Fourth, the authors state that they demonstrated a reasonable predictive accuracy of the model. Indeed, a random split sample is an independent test for the model, but cannot be considered as external validation. To assess generalizability of the model, validation is required with meaningful geographic or temporal splitting. 5
Remarkably, the authors cite a systematic review that includes all the above mentioned recommendations for improvement of methodological quality in prognostic models in TBI. 6 Moreover, promising prognostic models for functional outcome after moderate and severe TBI have been developed over the last decade, including the International Mission for Prognosis and Analysis of Clinical Trials (IMPACT) and Corticoid Randomisation After Significant Head injury (CRASH) models. 7,8 Relevant admission characteristics included in these models, such as pupillary reactivity and extracranial injury, unfortunately were not incorporated in the current analyses.

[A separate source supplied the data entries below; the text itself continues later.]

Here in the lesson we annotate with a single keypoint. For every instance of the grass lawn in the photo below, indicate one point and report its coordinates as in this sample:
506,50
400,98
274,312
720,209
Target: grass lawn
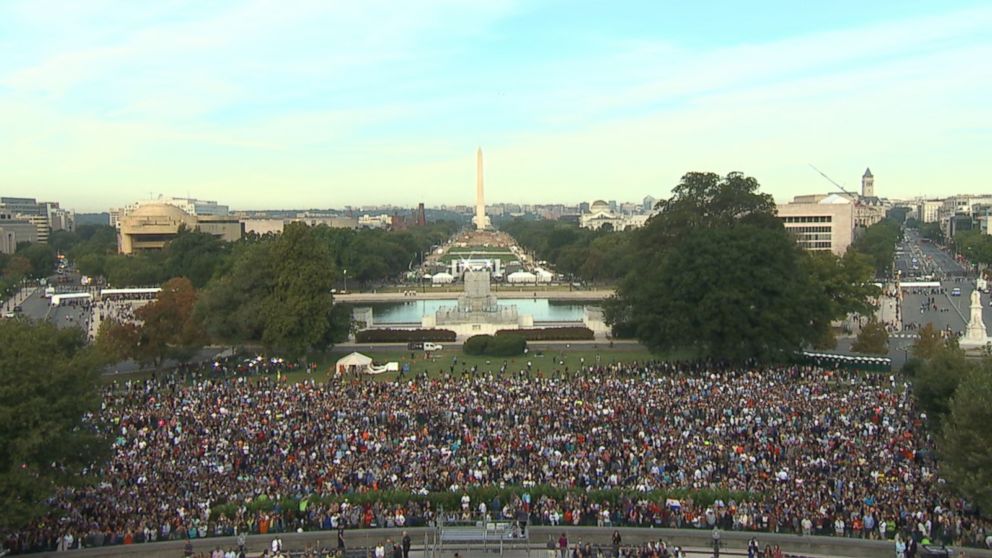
478,250
441,362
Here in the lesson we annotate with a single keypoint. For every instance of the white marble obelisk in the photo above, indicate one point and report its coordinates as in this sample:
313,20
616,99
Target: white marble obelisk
480,219
976,333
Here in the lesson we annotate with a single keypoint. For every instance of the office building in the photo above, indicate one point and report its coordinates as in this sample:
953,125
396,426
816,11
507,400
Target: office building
820,222
152,225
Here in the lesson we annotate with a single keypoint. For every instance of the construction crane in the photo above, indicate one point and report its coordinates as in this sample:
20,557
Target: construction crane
854,197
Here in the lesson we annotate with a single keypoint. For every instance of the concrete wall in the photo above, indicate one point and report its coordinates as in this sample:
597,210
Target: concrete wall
733,542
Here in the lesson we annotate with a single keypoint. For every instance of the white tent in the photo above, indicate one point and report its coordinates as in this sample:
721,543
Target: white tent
442,278
355,362
521,277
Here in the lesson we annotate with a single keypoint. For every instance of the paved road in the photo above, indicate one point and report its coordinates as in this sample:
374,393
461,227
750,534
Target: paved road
916,259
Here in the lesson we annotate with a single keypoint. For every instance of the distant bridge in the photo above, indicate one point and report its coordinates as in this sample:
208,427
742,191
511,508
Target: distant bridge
368,298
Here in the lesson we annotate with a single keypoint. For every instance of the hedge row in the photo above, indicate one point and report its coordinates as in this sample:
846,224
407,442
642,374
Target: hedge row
452,500
576,333
404,335
502,345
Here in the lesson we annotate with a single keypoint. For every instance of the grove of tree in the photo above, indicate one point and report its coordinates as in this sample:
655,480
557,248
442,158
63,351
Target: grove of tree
716,272
49,384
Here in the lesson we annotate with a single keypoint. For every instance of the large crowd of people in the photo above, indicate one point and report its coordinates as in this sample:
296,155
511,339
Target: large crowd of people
803,450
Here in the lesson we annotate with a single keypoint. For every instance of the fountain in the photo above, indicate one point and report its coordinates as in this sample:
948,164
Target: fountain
477,310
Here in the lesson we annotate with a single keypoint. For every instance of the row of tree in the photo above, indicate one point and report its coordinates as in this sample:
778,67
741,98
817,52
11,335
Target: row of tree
272,291
369,256
955,393
717,273
590,255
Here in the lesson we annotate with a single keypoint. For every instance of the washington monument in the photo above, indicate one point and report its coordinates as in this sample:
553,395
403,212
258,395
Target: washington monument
481,221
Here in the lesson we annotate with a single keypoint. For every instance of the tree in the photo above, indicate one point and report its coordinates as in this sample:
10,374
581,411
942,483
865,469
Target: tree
49,383
195,255
717,272
729,293
938,379
276,291
966,444
873,339
298,309
232,306
705,199
116,341
169,328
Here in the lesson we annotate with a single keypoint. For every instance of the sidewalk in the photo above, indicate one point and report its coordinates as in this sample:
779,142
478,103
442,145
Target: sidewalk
20,296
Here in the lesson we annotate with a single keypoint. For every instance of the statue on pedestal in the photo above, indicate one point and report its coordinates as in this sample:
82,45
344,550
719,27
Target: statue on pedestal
976,333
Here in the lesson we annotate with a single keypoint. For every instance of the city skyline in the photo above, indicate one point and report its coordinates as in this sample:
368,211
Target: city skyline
330,105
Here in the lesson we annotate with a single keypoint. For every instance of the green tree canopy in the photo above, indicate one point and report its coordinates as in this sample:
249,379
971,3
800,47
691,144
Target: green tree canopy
717,272
48,384
938,380
729,293
873,339
169,328
966,444
275,291
928,343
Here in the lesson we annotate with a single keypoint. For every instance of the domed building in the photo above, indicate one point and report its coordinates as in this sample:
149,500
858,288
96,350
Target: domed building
152,225
602,215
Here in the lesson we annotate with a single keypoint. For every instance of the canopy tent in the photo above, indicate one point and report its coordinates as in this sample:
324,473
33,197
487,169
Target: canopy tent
442,278
355,362
521,277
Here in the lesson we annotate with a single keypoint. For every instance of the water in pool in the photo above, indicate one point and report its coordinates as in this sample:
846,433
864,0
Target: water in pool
541,309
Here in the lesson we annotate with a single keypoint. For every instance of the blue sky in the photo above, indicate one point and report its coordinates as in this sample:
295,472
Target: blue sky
276,104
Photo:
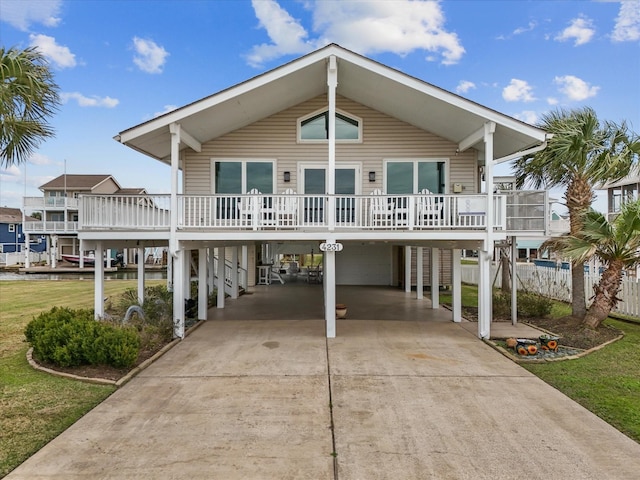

In conclusion, we observe multiple methodological shortcomings in both development and validation of the proposed prognostic tool. In addition, important advances in prognostic modeling in TBI over the last decade should be considered. Application of the proposed model in patients with TBI in inpatient rehabilitation can only be recommended after satisfactory performance is shown in fully independent external validation studies with adequate design.